Education, Training, Experience

  • Education - Most of these occupations require a four-year bachelor's degree, but some do not.
  • Training - Employees in these occupations usually need several years of work-related experience, on-the-job training, and/or vocational training.
  • Experience - A considerable amount of work-related skill, knowledge, or experience is needed for these occupations. For example, an accountant must complete four years of college and work for several years in accounting to be considered qualified.



  • Reading Comprehension - Understanding written sentences and paragraphs in work related documents.
  • Active Listening - Giving full attention to what other people are saying, taking time to understand the points being made, asking questions as appropriate, and not interrupting at inappropriate times.
  • Writing - Communicating effectively in writing as appropriate for the needs of the audience.
  • Speaking - Talking to others to convey information effectively.
  • Critical Thinking - Using logic and reasoning to identify the strengths and weaknesses of alternative solutions, conclusions or approaches to problems.
  • Active Learning - Understanding the implications of new information for both current and future problem-solving and decision-making.
  • Learning Strategies - Selecting and using training/instructional methods and procedures appropriate for the situation when learning or teaching new things.
  • Monitoring - Monitoring/Assessing performance of yourself, other individuals, or organizations to make improvements or take corrective action.
  • Social Perceptiveness - Being aware of others' reactions and understanding why they react as they do.
  • Coordination - Adjusting actions in relation to others' actions.

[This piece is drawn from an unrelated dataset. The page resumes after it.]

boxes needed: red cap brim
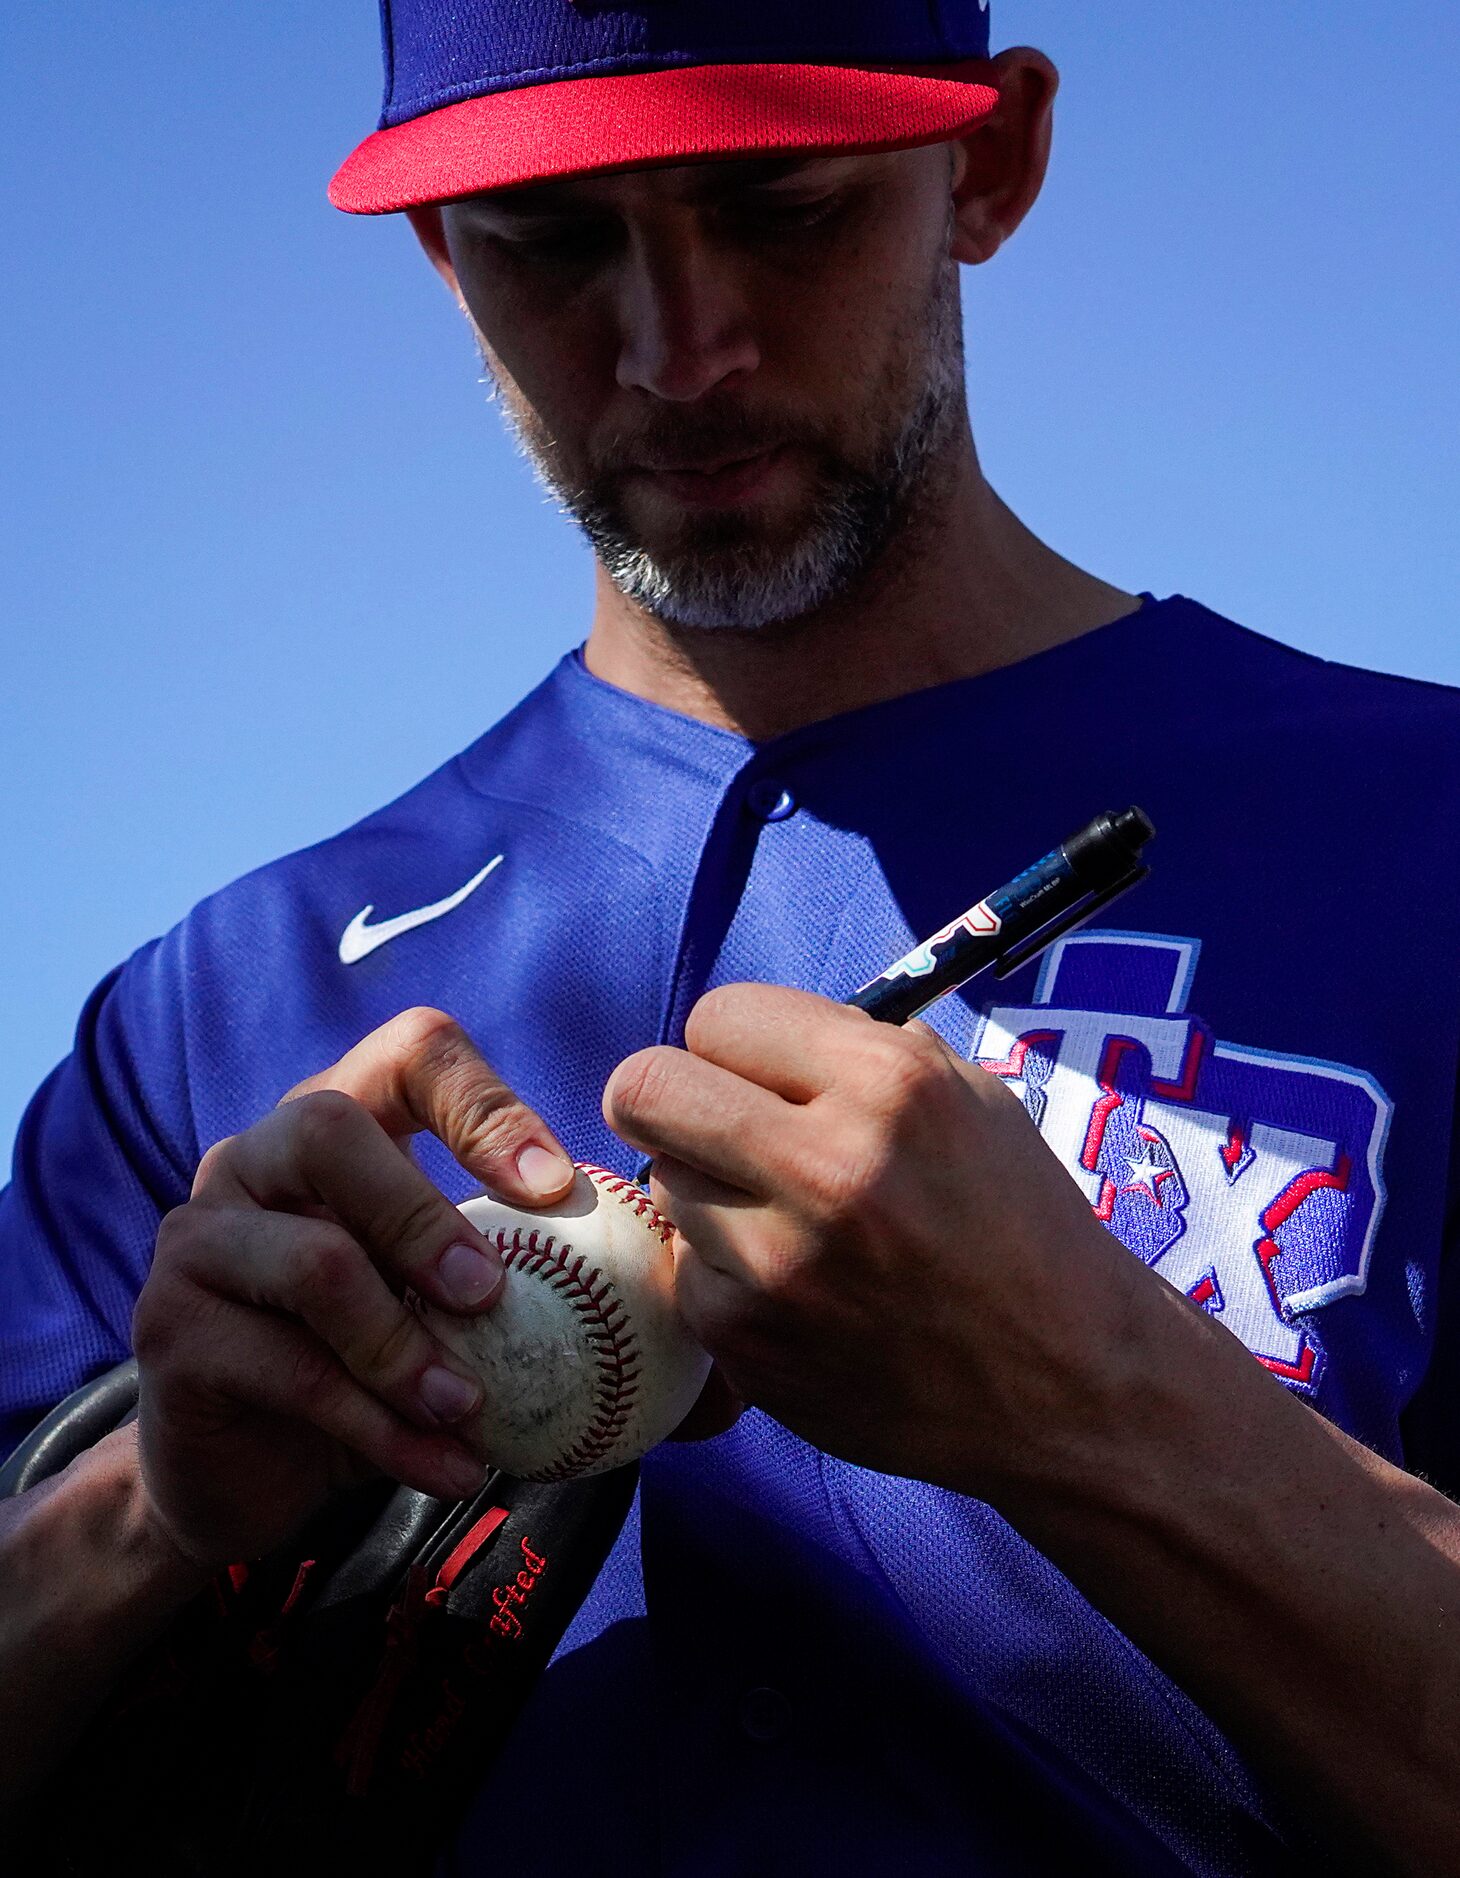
[329,61,1000,215]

  • Persuasion - Persuading others to change their minds or behavior.
  • Negotiation - Bringing others together and trying to reconcile differences.
  • Complex Problem Solving - Identifying complex problems and reviewing related information to develop and evaluate options and implement solutions.

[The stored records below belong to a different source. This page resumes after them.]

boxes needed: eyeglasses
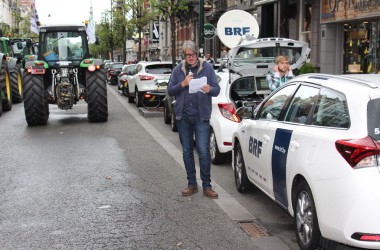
[185,53,196,58]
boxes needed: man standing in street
[266,55,294,92]
[168,40,220,199]
[205,53,214,65]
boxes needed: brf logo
[224,27,250,36]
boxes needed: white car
[232,73,380,249]
[127,61,173,107]
[210,38,310,164]
[117,64,136,98]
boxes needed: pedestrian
[266,55,294,92]
[205,53,214,65]
[168,40,220,199]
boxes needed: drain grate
[239,221,271,238]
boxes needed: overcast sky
[35,0,110,25]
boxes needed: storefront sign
[204,23,216,39]
[321,0,380,23]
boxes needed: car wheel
[171,110,177,132]
[135,89,143,107]
[294,180,321,250]
[128,87,134,103]
[210,129,226,165]
[164,100,171,124]
[234,142,252,193]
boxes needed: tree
[152,0,189,68]
[126,0,156,61]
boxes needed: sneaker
[203,188,218,199]
[182,186,198,196]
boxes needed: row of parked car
[104,60,172,108]
[109,37,380,250]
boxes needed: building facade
[320,0,380,74]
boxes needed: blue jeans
[177,114,212,189]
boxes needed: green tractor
[23,25,108,126]
[10,37,39,68]
[0,37,23,116]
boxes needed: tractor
[10,37,39,68]
[23,25,108,126]
[0,36,23,116]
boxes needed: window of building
[343,21,380,74]
[301,0,312,46]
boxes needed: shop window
[301,0,312,45]
[344,21,379,74]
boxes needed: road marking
[109,86,255,221]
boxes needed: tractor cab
[39,26,89,67]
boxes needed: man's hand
[273,65,279,72]
[181,72,194,87]
[201,84,212,93]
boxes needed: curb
[138,107,164,118]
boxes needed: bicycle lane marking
[108,86,255,221]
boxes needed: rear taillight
[88,65,96,72]
[352,232,380,242]
[218,103,240,123]
[139,75,154,81]
[144,93,152,98]
[335,136,380,169]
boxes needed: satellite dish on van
[216,10,260,48]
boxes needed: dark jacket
[168,58,220,121]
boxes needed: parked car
[117,64,136,97]
[106,62,124,85]
[103,60,113,74]
[210,38,310,164]
[232,73,380,250]
[163,87,177,132]
[127,61,173,107]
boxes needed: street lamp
[199,0,204,58]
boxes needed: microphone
[186,64,193,76]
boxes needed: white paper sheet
[189,76,207,93]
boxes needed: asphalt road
[0,85,298,250]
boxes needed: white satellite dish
[216,10,260,48]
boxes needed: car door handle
[263,135,270,143]
[290,141,299,151]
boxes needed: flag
[30,0,40,34]
[86,2,96,44]
[152,22,159,43]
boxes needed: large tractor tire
[22,72,49,126]
[10,63,23,103]
[86,69,108,122]
[0,60,12,112]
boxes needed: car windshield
[41,31,86,63]
[233,47,303,67]
[145,64,172,74]
[110,63,123,69]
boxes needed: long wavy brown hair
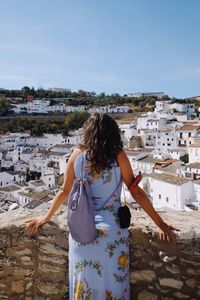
[80,113,123,172]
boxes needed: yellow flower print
[75,281,84,300]
[118,252,129,268]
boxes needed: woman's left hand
[158,222,180,243]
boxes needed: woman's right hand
[24,215,49,235]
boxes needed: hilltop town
[0,89,200,214]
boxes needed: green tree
[180,154,189,164]
[0,99,10,116]
[64,111,90,130]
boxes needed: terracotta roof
[176,125,200,132]
[139,155,163,163]
[48,152,67,157]
[153,159,177,169]
[54,144,74,148]
[187,144,200,148]
[0,185,21,192]
[186,162,200,169]
[146,173,190,185]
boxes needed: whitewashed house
[47,152,69,174]
[1,158,13,169]
[28,134,66,148]
[41,170,55,188]
[0,171,26,186]
[194,181,200,210]
[28,180,46,192]
[137,112,171,134]
[65,105,86,113]
[126,150,149,173]
[11,104,27,114]
[88,106,130,114]
[139,130,157,148]
[155,130,178,156]
[188,144,200,163]
[20,150,33,164]
[168,149,187,160]
[185,162,200,180]
[170,103,195,116]
[144,173,194,211]
[155,101,171,113]
[52,144,74,153]
[0,172,15,186]
[176,124,200,147]
[67,129,83,145]
[14,160,29,173]
[0,184,21,199]
[27,100,50,114]
[47,103,65,113]
[119,123,137,149]
[29,151,47,172]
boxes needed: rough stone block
[159,278,183,289]
[11,280,24,294]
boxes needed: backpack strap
[96,166,122,211]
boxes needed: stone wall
[0,205,200,300]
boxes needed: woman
[25,113,177,300]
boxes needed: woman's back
[69,151,130,300]
[74,151,122,211]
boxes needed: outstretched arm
[24,148,81,234]
[117,149,178,242]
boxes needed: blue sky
[0,0,200,98]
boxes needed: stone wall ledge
[0,206,200,300]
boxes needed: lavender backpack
[67,153,97,243]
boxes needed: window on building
[159,194,161,199]
[188,133,191,137]
[166,197,169,202]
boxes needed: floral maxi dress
[69,152,130,300]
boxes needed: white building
[188,144,200,164]
[127,92,164,98]
[168,149,187,160]
[137,112,170,132]
[65,105,86,113]
[144,173,194,211]
[119,123,137,149]
[170,103,195,116]
[41,170,55,188]
[185,162,200,180]
[194,181,200,210]
[155,130,178,155]
[0,171,26,186]
[88,106,130,114]
[176,124,200,147]
[155,101,171,112]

  • Operations Analysis - Analyzing needs and product requirements to create a design.
  • Judgment and Decision Making - Considering the relative costs and benefits of potential actions to choose the most appropriate one.
  • Systems Analysis - Determining how a system should work and how changes in conditions, operations, and the environment will affect outcomes.
  • Systems Evaluation - Identifying measures or indicators of system performance and the actions needed to improve or correct performance, relative to the goals of the system.
  • Time Management - Managing one's own time and the time of others.
  • Management of Personnel Resources - Motivating, developing, and directing people as they work, identifying the best people for the job.